The Oklahoma City Thunder plans to stick to the tried and true formula in hiring a new TV analyst to replace Grant Long on the Fox Sports Oklahoma’s Thunder broadcasts.
“We are looking for someone who has experience and knowledge of the NBA game and can bring that to the viewers in an informational and appropriate way,” said Dan Mahoney, Thunder vice president of communications and community relations. “We definitely want someone who has played the game or coached the game at the NBA level.”
A survey of TV commentators employed by NBA teams showed that is common place. Most analysts are former players, with a few former coaches sprinkled in. The Dallas Mavericks, with quirky owner Mark Cuban, hired a sports talk show host to spice up the broadcasts.
Desmond Mason, a former Thunder and Hornet player who also starred at OSU, would appear to be a top candidate for the job. He also has experience covering the Thunder for The Franchise 107.7, but also has other interests such as his artwork and might not want to take on the responsibility of the full-time job. Mahoney said he would prefer not to split the position up between two individuals.
The Thunder also will carefully screen candidates to avoid misfires that have proved embarassing in the past. Inaugural PA announcer Jim Miller is serving an 11-year prison term for sex crimes. Long’s financial problems led to him filing bankruptcy and being sued for failure to repay debts, spurring his exit from the team last month.
The analyst position is a full-time position that also requires the person to make numerous community appearances for a team that prides itself on its community relations.
The Thunder also appears to prefer someone who will be a team booster and paint a rosy picture for viewers. A former Thunder sideline reporter complained privately that the team went overboard in putting on a “positive” front.
“We are the team broadcaster,” Mahoney said. “Our broadcast talent supports our team, our players and our coaches.

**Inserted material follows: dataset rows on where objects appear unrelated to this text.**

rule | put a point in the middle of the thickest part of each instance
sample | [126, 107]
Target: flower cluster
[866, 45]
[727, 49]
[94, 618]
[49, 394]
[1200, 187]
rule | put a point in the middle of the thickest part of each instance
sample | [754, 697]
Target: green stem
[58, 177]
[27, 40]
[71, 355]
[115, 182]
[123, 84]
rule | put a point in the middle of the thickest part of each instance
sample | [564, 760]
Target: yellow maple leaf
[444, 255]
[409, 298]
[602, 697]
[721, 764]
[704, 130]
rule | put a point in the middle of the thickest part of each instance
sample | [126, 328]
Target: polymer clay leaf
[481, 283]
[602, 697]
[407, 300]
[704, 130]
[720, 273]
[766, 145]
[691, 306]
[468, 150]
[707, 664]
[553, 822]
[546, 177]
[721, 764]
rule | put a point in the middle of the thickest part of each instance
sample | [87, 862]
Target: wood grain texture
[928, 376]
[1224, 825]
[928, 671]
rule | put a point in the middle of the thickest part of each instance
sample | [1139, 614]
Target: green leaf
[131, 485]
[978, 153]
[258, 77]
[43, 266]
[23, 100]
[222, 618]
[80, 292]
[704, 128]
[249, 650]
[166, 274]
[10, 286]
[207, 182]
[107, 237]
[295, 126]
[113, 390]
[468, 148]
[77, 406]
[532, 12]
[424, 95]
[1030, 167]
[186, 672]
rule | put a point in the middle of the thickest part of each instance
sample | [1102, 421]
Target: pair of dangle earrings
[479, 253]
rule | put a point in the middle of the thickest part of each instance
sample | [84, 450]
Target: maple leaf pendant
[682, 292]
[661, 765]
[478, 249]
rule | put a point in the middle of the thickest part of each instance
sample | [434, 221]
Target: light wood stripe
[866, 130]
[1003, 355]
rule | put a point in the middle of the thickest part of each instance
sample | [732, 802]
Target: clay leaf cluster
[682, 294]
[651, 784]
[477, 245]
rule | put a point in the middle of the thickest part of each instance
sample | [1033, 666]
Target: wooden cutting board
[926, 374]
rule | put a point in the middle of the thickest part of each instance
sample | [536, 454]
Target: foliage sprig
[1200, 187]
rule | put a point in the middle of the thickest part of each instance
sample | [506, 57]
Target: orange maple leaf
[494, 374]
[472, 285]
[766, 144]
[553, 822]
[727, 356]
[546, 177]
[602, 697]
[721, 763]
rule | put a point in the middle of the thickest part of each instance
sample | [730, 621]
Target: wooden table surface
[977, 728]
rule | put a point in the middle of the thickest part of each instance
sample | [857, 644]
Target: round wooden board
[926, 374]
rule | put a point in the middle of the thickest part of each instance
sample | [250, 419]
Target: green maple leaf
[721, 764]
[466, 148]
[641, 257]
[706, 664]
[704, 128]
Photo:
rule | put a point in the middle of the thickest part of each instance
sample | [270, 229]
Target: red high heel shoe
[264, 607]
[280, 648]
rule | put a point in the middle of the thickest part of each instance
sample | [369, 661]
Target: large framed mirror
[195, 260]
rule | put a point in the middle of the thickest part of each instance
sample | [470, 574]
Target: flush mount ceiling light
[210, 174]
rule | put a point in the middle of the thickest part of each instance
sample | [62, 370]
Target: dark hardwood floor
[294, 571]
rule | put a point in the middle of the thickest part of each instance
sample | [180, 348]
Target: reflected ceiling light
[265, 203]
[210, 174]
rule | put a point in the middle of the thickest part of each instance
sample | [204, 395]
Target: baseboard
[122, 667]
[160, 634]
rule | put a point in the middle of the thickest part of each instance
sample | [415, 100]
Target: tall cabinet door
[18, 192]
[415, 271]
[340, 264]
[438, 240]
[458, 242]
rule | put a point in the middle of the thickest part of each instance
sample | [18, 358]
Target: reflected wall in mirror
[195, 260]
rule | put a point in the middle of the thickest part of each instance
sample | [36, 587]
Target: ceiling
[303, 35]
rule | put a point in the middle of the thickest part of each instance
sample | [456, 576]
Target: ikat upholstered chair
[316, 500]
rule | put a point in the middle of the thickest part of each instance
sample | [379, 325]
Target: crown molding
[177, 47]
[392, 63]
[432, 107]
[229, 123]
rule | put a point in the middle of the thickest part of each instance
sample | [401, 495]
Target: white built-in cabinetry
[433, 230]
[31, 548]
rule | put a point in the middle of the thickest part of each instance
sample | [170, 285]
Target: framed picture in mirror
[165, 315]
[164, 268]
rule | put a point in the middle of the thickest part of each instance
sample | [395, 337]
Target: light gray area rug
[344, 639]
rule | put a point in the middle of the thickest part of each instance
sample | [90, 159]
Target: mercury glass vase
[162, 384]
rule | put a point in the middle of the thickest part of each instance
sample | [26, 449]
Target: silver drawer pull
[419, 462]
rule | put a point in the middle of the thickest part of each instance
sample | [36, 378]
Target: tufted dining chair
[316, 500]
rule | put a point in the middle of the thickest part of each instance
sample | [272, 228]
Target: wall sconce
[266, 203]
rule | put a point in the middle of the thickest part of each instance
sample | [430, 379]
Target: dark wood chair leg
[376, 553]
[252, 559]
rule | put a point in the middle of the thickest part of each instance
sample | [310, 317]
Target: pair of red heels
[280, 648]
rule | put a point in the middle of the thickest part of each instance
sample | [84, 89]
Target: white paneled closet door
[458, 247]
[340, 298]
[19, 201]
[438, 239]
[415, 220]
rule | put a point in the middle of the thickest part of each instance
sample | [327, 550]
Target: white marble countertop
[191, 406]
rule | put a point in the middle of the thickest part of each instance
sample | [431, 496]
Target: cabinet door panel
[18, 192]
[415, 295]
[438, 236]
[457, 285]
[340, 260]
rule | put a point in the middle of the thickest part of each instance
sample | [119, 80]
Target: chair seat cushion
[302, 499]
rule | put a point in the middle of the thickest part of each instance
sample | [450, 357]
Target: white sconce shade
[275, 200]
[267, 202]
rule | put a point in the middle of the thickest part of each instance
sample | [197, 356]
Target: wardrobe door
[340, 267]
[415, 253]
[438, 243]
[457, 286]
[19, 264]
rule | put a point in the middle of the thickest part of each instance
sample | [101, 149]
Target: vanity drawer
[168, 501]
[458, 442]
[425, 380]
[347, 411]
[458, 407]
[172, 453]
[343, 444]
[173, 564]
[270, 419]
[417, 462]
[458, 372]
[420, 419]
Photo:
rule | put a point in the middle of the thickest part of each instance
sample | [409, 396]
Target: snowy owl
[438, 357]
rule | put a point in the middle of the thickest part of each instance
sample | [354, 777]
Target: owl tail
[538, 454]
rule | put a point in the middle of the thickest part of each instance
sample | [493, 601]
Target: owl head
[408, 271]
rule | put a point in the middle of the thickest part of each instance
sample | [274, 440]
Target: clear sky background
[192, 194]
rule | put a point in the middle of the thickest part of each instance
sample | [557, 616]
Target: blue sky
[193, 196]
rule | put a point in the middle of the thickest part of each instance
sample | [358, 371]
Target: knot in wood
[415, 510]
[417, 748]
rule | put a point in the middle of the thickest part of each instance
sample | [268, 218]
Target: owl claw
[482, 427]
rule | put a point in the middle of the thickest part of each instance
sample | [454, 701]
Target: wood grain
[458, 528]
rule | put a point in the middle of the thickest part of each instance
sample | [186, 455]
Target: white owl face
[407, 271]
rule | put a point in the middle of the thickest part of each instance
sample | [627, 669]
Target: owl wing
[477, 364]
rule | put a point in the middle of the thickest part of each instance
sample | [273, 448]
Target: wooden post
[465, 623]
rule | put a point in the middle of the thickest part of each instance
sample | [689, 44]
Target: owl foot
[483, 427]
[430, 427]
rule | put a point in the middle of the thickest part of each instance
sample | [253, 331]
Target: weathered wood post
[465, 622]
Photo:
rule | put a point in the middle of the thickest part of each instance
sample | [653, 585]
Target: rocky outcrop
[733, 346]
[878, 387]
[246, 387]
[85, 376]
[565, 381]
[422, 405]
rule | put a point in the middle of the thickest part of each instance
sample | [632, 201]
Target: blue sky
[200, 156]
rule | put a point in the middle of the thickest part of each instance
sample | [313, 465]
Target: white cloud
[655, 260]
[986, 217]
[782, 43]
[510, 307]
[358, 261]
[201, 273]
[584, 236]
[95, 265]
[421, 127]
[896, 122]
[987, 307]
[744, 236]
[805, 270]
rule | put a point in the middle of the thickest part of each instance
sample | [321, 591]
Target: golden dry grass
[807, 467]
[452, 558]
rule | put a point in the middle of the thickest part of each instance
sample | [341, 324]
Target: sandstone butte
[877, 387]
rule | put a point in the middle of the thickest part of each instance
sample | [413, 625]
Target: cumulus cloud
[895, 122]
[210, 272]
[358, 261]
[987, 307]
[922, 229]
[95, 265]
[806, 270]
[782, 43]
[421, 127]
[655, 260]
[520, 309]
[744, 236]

But we also tell the story of the game and we find that balance.”
Brent Weber, the Thunder’s sideline reporter in its first season in Oklahoma City, said he expected to provide the positive spin when he was hired from KOKH-25, where he was a morning news anchor.
“I knew going in that was I going to be painting the glass half-full,” Weber said. “I don’t think morally I had a problem with it because I knew where the paycheck was coming from.”
Weber, who recently took a job as a journalism instructor at Auburn University, said the broadcast team is expected to put on an entertaining broadcast, not provide journalism. Weber, 52, also has extensive experience in a different role of covering sports for FSN and other outlets where he was paid by the broadcaster.
“When you work for the team, you can’t really work outside sources.”
Thunder radio voice Matt Pinto, who is entering his 25th season in the NBA as one of the league’s premier announcers, apparently is on a much longer leash than the TV team and is quick to criticize the team’s play on the air.
The Thunder’s positive approach, which is similar to many other professional teams, has proven popular with viewers. Fox Sports Oklahoma’s broadcasts consistently beat network broadcasts in local ratings when Thunder games are simulcast. The Thunder also has ranked No. 1 among NBA teams in ratings for its local TV broadcasts the past two seasons.